India, once known for its famines, is expected to have government-owned stores of 100 million tonnes of wheat and rice when harvest of the winter crops is complete this June.
To put that in perspective, Canada’s total grains and oilseed production last summer was 70 million tonnes.
After droughts in the first half of the 2000s and strong food price inflation, India has tried to boost food self-sufficiency by providing attractive base prices for crops and subsidizing fertilizer costs.
Production is growing. Total food grain production for 2012-13 will be 250 million tonnes, up from an average of 200 million tonnes in 2000-05. The government buys all production offered to it, which leads to the wheat and rice mountain.
However, there is storage for only 47 million tonnes. The rest sits outdoors, covered by tarpaulins.
Not surprisingly, there is a huge spoilage problem.
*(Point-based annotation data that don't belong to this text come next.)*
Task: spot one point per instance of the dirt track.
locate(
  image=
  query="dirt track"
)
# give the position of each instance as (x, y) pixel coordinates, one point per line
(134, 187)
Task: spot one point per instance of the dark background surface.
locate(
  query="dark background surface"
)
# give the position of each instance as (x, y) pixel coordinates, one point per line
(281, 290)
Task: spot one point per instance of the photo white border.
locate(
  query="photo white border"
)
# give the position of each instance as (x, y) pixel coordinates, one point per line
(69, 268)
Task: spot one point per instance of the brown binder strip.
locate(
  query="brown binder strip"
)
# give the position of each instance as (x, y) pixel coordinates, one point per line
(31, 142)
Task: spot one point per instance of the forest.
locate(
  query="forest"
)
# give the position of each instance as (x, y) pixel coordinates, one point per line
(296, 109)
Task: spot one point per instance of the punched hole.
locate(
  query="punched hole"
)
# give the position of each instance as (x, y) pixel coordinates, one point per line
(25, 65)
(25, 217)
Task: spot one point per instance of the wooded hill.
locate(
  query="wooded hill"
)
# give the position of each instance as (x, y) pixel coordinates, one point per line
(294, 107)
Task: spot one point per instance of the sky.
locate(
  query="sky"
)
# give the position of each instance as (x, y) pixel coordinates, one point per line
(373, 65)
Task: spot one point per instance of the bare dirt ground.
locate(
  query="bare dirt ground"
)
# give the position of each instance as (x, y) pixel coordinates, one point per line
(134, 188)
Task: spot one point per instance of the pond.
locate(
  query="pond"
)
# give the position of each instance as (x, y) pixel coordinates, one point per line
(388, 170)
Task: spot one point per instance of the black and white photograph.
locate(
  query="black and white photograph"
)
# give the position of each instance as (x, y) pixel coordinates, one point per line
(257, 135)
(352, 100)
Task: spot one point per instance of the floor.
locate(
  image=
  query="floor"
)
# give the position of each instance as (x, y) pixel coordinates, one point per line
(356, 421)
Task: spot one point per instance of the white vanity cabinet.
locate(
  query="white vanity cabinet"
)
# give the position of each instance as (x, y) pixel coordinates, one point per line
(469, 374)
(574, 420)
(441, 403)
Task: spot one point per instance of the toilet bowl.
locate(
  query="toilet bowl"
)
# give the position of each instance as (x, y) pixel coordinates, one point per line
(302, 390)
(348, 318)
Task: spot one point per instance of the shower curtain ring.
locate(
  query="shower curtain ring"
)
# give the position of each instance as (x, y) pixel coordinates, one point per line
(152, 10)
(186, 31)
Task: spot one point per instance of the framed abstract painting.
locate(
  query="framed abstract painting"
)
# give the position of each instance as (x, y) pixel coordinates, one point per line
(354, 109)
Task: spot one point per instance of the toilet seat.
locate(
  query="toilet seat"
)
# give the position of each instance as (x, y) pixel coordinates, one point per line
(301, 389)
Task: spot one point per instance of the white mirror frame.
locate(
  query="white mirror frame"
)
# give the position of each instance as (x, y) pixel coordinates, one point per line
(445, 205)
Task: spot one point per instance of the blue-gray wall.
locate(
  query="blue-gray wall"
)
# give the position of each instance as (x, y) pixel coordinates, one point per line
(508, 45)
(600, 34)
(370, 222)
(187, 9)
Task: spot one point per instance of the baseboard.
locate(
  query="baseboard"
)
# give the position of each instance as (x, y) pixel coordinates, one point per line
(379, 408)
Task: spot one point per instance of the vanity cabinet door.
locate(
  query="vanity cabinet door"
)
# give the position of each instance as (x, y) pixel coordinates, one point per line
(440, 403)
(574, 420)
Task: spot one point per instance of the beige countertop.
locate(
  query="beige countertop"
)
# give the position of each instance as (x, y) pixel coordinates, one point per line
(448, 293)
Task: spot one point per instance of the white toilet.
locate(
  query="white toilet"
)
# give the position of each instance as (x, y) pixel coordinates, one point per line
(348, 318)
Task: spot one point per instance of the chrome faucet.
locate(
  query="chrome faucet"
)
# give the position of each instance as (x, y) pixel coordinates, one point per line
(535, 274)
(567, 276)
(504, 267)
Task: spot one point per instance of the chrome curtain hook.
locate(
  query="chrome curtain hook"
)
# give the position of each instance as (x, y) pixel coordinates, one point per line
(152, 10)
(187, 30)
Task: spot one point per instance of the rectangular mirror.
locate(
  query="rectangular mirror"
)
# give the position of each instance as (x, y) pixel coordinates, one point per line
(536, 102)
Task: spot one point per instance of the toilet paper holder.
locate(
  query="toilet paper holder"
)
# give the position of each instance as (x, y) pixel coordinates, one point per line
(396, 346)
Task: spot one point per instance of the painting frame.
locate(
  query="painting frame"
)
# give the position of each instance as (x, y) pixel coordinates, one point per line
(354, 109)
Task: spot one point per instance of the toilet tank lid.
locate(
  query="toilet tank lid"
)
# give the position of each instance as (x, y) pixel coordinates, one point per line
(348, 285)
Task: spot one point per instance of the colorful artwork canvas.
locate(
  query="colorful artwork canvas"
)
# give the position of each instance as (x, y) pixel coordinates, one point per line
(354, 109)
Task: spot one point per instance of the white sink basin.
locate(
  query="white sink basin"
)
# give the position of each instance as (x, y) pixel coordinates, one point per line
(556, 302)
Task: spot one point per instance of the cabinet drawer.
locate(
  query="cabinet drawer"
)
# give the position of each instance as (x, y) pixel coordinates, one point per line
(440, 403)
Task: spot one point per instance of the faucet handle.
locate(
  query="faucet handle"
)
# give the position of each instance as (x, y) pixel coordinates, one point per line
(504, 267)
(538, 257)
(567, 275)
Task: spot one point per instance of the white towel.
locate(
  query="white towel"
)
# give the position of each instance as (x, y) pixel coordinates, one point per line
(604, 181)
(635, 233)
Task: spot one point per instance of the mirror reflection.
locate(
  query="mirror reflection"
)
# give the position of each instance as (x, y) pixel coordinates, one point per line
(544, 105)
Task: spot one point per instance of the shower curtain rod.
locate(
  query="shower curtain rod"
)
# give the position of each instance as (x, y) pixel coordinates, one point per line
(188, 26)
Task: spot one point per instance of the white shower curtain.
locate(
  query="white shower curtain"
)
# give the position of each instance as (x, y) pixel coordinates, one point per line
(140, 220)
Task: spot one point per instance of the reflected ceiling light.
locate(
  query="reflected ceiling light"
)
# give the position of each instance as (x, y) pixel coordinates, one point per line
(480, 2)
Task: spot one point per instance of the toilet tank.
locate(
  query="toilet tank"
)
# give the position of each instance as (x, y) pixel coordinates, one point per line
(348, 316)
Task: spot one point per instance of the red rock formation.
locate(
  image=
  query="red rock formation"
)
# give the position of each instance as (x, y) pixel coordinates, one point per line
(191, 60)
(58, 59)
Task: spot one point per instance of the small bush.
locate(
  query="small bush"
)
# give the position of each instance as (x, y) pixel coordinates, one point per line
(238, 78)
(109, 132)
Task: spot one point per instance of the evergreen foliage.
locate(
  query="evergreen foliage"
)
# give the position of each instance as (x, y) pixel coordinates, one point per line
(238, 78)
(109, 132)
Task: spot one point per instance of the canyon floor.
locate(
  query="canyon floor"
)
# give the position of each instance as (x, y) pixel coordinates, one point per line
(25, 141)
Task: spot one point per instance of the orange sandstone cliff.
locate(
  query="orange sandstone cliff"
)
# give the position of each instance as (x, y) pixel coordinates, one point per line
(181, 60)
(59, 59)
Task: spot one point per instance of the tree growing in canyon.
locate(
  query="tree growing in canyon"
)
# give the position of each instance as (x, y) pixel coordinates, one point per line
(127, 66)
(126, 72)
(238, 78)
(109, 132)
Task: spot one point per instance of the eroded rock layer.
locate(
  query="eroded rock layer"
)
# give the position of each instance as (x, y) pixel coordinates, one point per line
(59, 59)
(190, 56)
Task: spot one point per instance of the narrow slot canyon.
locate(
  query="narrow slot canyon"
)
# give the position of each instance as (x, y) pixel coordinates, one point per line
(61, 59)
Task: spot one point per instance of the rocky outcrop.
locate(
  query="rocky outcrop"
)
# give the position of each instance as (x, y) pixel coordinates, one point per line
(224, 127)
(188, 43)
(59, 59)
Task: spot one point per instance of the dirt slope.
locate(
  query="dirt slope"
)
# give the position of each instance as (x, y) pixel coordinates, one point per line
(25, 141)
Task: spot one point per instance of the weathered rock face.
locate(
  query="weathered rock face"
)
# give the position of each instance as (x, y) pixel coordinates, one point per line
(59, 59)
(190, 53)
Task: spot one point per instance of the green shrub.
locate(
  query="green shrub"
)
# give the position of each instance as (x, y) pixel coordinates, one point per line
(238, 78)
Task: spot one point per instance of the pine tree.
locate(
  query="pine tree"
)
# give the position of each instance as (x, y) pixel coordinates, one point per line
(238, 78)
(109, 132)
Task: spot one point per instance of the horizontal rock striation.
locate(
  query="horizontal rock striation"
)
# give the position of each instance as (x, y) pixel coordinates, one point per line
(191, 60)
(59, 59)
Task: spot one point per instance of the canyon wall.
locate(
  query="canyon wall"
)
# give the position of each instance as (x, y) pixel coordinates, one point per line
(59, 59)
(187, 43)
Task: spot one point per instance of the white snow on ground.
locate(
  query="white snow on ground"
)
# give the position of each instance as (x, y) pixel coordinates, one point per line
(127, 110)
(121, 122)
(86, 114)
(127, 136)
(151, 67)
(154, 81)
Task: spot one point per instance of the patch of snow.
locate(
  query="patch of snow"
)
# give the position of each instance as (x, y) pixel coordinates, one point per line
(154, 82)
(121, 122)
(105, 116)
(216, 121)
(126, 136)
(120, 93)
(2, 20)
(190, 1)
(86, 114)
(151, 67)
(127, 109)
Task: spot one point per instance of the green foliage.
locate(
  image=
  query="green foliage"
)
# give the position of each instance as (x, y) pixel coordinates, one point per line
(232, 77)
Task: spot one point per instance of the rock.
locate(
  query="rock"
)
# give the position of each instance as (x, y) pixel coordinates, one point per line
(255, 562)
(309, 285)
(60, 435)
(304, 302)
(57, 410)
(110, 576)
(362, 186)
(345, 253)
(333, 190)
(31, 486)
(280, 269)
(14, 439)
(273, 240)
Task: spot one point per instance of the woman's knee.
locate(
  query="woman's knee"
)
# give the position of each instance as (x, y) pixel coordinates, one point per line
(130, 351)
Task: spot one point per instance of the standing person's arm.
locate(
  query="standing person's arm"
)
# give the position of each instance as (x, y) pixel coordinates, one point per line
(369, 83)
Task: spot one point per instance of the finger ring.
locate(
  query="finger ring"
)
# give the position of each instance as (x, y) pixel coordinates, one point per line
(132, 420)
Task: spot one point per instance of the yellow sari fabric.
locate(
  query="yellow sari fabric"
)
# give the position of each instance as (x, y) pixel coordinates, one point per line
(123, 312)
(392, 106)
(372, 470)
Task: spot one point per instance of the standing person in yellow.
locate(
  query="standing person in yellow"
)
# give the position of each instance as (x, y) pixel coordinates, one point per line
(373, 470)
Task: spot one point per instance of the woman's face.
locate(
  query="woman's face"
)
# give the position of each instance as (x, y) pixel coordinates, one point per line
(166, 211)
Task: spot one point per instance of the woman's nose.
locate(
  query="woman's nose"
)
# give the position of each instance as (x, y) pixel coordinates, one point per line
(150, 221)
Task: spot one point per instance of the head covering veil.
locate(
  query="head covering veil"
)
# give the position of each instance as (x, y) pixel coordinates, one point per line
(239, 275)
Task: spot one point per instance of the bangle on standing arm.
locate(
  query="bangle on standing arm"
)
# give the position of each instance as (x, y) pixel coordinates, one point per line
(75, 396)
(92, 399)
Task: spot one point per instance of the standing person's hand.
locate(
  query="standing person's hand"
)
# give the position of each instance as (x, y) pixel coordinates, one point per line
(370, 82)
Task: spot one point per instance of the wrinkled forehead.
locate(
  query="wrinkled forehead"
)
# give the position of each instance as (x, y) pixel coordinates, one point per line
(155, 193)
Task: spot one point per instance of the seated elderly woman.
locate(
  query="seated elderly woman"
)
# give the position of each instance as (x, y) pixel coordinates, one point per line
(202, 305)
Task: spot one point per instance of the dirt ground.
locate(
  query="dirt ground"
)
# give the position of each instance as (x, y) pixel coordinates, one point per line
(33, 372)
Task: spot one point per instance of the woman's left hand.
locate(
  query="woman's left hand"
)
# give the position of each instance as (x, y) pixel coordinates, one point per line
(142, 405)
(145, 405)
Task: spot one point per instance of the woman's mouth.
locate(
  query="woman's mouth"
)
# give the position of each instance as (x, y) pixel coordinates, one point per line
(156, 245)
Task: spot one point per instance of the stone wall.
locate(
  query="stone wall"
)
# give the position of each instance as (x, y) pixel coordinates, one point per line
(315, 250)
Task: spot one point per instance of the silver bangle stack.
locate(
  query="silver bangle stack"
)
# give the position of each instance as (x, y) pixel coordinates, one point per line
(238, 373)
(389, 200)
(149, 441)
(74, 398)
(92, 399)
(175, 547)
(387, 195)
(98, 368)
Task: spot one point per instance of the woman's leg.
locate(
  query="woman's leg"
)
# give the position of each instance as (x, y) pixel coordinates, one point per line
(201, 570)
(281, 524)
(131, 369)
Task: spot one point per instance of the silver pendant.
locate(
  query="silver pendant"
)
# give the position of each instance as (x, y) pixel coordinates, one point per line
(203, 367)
As well, the inefficient and corrupt food distribution system has trouble getting food to the country’s 500 million poor.
The government wants to boost exports as a way to manage this surplus. Reuters reports that India hopes to export six million tonnes of wheat in 2013 and allow private exporters to ship another two million.
This would move it into the ranks of the top 10 global exporters. Its shipments have helped make up for the absence of Black Sea wheat in recent months. However, India’s export hopes will be impeded by poor transportation and port infrastructure.
Another problem is that the government might have to export wheat at a value less than the purchase price if global prices drop in 2013-14.
The government faces strong budget stress, but its farm support and food subsidization programs are popular and national elections slated for next year mean there is little likelihood of cuts.
India’s ability to continue expanding depends a lot on monsoon rains and groundwater irrigation, but at some point, water shortages will limit production.